Noel had refurbished plenty of properties in Sydney, but had never taken on such an ambitious project, and was yet to discover rewarding surprises literally at his fingertips in the 1846 hotel on a corner where Goulburn’s first ever hut was built.
Awaiting planning approvals for their restoration, the couple began stripping out fabric to find most of the original materials in place, including Australian red cedar in all the joinery, skirting boards, architraves and doors.
Lifting the carpet in the foyer revealed locally quarried marble. Then one day while standing outside talking on his phone, Noel flicked loose paint off the wall and noticed an outline of a letter.
“I flicked a bit more and realised what I had discovered,” he said. “I had discovered Deniehy’s sign, which then confirmed he didn’t operate from upstairs (as previously thought), he actually operated from those two rooms on the ground floor. That was a real gem, that was fantastic.”
An early republican, advocate of democracy and Mandelson’s famous tenant, Daniel Deniehy had operated out of an office there, and while his presence in Goulburn has long been celebrated, the actual rooms where he worked had been overlooked.
While finding the sign was like picking low hanging fruit, the restoration was anything but, requiring long hours of research, much expense and energetic elbow grease.
“We ended up stripping most of the Australian red cedar joinery, stripping the paint off it, bringing it back to its original look,” Noel said. “That was a huge undertaking, involving using a heat gun to get the paint off initially.”
All the wedge-shaped, handmade nails had a fatter head narrowing to a point and once released a little, came out easily, Noel said. “Most of the nails we would pull through the back of the timber so we wouldn’t damage the front.”
Laid on work benches the timber and doors were cleaned down with steel wool. “We took all the mouldings out of the doors, we worked out how to do that without damaging them,” Noel said. “That allowed us to clean the door properly, right into the corners and then we put the moulds back on. It was really a brilliant outcome.”
Durable, lightweight and prized for furniture making and joinery, hardwood Australian red cedar was plundered by early settlers along the coast where it grew to more than 60 metres tall. “We knew nothing about it when we bought the building. We soon learned about it and realised how valuable it was and how important it was to keep it and show it off,” Noel said.
The cantilever staircase and columns in the entry hall also feature Australian cedar. “In these early buildings it was finished with shellack, which is what they would finish furniture with, and shellack with time darkens – the wood looks dark brown, almost black and becomes very unattractive,” Noel said.
Subsequent owners had painted over the shellack, and careful application of a heat gun to avoid burning the wood made it easier to scrape off the shellack and paint.

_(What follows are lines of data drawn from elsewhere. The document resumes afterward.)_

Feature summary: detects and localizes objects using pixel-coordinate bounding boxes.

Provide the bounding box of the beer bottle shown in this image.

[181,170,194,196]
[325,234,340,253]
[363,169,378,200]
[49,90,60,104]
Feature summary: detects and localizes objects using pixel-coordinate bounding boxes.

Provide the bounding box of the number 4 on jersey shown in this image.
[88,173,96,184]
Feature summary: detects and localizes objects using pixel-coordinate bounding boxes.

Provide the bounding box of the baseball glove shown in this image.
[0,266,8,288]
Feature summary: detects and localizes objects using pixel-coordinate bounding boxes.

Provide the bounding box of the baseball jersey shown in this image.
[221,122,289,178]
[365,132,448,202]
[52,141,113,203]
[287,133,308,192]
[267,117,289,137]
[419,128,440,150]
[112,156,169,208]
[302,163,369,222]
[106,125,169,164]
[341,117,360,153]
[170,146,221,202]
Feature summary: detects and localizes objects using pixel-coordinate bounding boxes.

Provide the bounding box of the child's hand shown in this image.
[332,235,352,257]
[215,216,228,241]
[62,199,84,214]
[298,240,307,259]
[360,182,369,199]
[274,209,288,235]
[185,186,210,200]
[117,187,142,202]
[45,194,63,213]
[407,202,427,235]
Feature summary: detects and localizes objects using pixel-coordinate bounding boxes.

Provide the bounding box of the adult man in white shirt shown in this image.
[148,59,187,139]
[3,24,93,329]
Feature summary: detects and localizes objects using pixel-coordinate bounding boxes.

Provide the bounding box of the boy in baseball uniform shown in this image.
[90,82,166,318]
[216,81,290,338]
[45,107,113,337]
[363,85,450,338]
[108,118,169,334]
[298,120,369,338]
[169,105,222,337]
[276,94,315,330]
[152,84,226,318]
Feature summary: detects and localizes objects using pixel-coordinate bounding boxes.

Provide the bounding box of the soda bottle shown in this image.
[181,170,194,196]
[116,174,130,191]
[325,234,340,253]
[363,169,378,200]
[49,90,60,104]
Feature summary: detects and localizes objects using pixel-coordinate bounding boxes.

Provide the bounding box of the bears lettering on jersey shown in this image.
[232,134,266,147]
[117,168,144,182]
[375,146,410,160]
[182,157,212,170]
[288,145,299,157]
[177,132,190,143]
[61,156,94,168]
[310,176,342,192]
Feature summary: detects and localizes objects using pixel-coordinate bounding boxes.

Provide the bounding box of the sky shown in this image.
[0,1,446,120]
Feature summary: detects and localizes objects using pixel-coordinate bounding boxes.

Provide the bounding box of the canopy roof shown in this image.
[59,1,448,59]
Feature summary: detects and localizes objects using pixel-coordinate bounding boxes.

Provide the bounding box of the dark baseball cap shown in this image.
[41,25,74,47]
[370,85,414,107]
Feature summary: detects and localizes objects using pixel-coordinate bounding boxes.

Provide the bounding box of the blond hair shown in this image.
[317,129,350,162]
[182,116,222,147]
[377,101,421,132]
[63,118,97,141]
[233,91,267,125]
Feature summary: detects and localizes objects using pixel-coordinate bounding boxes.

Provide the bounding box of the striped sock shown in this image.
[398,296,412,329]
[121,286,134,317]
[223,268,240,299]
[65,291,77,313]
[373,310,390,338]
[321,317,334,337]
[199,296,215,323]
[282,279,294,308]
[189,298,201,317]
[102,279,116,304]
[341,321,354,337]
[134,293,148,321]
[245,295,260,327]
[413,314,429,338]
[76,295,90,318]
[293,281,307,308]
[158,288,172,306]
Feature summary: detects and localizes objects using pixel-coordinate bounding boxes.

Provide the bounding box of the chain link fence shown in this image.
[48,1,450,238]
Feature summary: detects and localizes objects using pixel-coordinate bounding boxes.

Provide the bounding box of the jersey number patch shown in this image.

Repairing the sunrise fanlight windows at the front of the building required moulds as did the lobby and above the staircase. “So we had to make up moulds – more like a template I guess – and you put plaster up there and scrape this mould along to form the particular shape of the moulding,” Noel said.
Most of the ground level flooring was replaced. As dirt was taken away to allow more ventilation and clearance, Mandelson’s gave up enough coins to fill half a biscuit tin, and a gold sovereign, perhaps a remnant of the owner who also was a gold merchant, or lawyers, governors and eminent businessmen who frequented the hotel in its heyday.
Noting the original owner, hotelier and influential businessman Nathan Mandelson had come from Bungonia east of Goulburn, Steve Ayling said the wheeler and dealer would have been aware of how to get his hands on marble deposits in the area. “Because there wasn’t a grand home or public building that didn’t want to have a black-and-white chequerboard marble entrance hall,” he said.